The official line has been that the government knew of no such information, a key issue for the victims' families. Many of them testified last fall that Canadian law enforcement agencies had to know much more than they've let on, the CBC's Terry Milewski reported Sunday.
Jayashree Thampi, whose husband and daughter were among the 329 people killed, told the inquiry on Sept. 26, 2006: "In spite of prior warnings, the intelligence and the security agencies failed to prevent this tragedy. How did the system fail?"
For 22 years, the official storyline has been that the system did not fail because there were no specific warnings. But the inquiry — resuming Monday after lengthy wrangling over official secrecy — is about to hear of a months-long series of specific warnings about a coming attack on Air India.
The warnings came from police informers, the Indian government and
Air India itself, which told the RCMP three weeks before the bombing
that Sikh extremists in Canada were planning to put bombs on Air India
flights, Milewski reported.
Hints of all this emerged in a censored version of a top-secret 1992 report prepared by a parliamentary committee, which described many warnings and concluded: "There is no doubt that the government of India warned Canada on a number of occasions that Air India operations were about to be attacked."
Airline failed to check bags
On Monday, the inquiry will hear that the RCMP failed to give details of the Indian intelligence to the Canadian Security Intelligence Service, and that the airline itself failed to check bags against passengers, allowing an unaccompanied bag on to the plane, Milewski reported.
Furthermore, several police informers inside the Sikh extremist movement also reported the bomb plot. Paul Besso told CBC News he was spying on Sikh drug dealers when he heard about the plot.
"I was wearing a body pack and my van was wired so the RCMP actually have a transcript of a tape telling them of a plot against Air India days to a week before it happened," Besso said.
CSIS also followed the plot leader, Talwinder Singh Parmar, to a test bombing on Vancouver Island, just three days after the tip from Air India about the bombs.

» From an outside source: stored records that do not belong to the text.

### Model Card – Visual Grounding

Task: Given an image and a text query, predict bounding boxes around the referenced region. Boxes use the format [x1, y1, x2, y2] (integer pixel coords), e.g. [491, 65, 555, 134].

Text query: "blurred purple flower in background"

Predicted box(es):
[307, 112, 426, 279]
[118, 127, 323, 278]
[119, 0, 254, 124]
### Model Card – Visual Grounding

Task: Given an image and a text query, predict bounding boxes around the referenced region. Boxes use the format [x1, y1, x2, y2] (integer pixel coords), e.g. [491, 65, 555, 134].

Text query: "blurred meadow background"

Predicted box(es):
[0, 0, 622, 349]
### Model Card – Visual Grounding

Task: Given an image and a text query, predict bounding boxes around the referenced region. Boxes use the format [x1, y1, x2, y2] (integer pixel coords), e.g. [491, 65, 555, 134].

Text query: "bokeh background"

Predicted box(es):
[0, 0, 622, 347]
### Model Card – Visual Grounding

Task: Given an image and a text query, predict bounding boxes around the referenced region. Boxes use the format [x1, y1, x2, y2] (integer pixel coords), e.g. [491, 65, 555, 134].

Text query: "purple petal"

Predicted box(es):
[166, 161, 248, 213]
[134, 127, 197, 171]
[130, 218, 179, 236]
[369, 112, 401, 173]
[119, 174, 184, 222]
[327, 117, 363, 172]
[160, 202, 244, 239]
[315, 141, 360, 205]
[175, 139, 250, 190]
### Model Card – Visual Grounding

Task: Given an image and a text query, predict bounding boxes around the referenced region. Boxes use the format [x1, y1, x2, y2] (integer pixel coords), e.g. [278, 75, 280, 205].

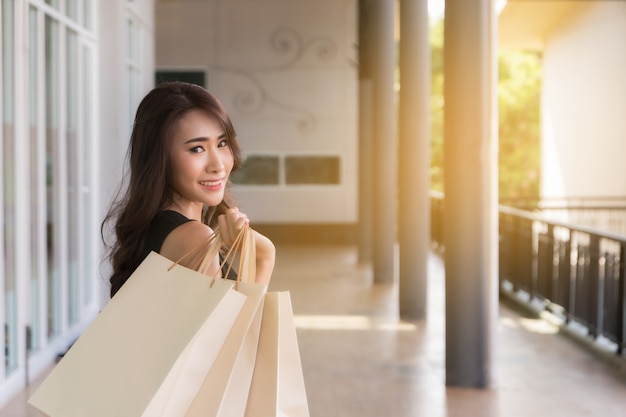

Vancouver police also monitored a meeting of Sikh militants, where one can be heard complaining that: "No ambassadors have been killed! What are you doing? Nothing!"
"You will see! Something will be done in two weeks," another person replied.
Informer overheard warning
At the same time, an informer at a Sikh temple in Malton, Ont., reported that Sikhs were being warned it would be unsafe to fly the weekly Air India Flight No. 182.
Since the bombing, Canadian governments have insisted the threat wasn't clear.
In 1987, then solicitor general James Kelleher said: "I should point out to the House that there was no indication that there was a specific threat to Flight 182."
In 2003, then solicitor general Wayne Easter said: "They were not in a position to know that there would be a terrorist attack on an Air India aircraft."
To date, lawyers for the Harper government have echoed the same line at the inquiry, which is headed by former Supreme Court justice John Major.